Deux heures plus tard, à la Maison de la Culture, l’attaque des “cuivres” fut frontale, le mot cuivres étant ici accepté au sens large : Fred Roudet, Aymeric Avice (trompette), Simon Girard (trombone), Damien Sabatier (saxes alto et sopranino), Gérald Chevillon (saxes basse, ténor, soprano et flageolet). Telle est la force de frappe réunie autour d’Aki Rissanen (piano), Joachim Florent (contrebasse) et Antonin Leymarie (batterie) pour constituer le GRIO (GRand Impérial Orchestra), déclinaison XL de l’Impérial Quartet (Sabatier, Chevillon, Florent, Leymarie). Pas plus qu’un octette, mais qui sonne comme un big band complet, redevable de cette puissance de feu à la qualité de projection de ses vents, à un batteur qui joue à fond le jeu du batteur de big band, à l’efficacité des arrangements : une extrême densité d’écriture du tutti à la distribution polyphonique, parfois jusqu’au dérèglement free, ainsi qu’une écriture rythmique excitante sans rien laisser voir de ses sophistications.

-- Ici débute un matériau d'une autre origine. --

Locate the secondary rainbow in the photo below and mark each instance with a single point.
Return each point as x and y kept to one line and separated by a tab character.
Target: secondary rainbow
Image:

Côté solistes : Simon Girard est du genre à faire fumer coulisse et pavillon, Fred Roudet réuni en un seul les qualités de ce que seraient en ce siècle un Cat Anderson, un Cootie Williams et un Rex Stewart. Aymeric Avice joue les Freddie Hubbard avec cette même authenticité qu’il met dans des projets plus contemporains. Damien Sabatier déchire l’espace et Chevillon le fait exploser… parfois de rire lorsqu’il passe au cours d’une même phrase du sax basse au flageolet. Aki Rissanen y disperse d’un doigt ferme de petits cubes aux couleurs contrastées tirés ici et là de la surface de son clavier avec des gestes de plasticien. Joachim Florent habite enfin de sa contrebasse cet espace avec l’intensité qui caractérise déjà son travail de compositeur.
Leur succède le all stars de Thomas de Pourquery (chant, sax alto, animation) et son Supersonic : Fabrice Martinez (trompette, bugle, chant, percussions), Laurent Bardainne (saxophone ténor, synthétiseur, chant), Arnaud Roulin (piano, synthétiseur, électronique, percussions), Frederick Galiay (basse électrique, chant), Edward Perraud (batterie, électronique , chant). Un authentique all stars porté de bout en bout par ce dernier, élégant jusqu’aux extrêmes et jusqu’à l’absurde. On chante beaucoup, on coltranise et ornettise un peu, on demande au public s’il va bien, il va bien, mais on lui fait remarquer qu’il l’a dit un peu mollement, on le lui redemande et déjà on se sent mieux, on le fait chanter, ça vient, ça commence à chauffer, on s’aime beaucoup et lorsqu’on demande au public de lever les bras et de les balancer de droite à gauche, il obéit et il le fait et c’est beau tout cet amour… on va surement bientôt faire tourner les serviettes, mais je sors sans attendre. Tant d’amour, ça donne soif. Je me rend au bar en me fredonnant la chanson de Randy Newman You Can Leave Your Hat On*. Et lorsque le public sortira grisé d’amour, moi je serai noir. Franck Bergerot (photos © X.Deher)
*Come over here / Stand on that chair / Yeah, that’s right /Raise your arms up in the air / And now shake ’em.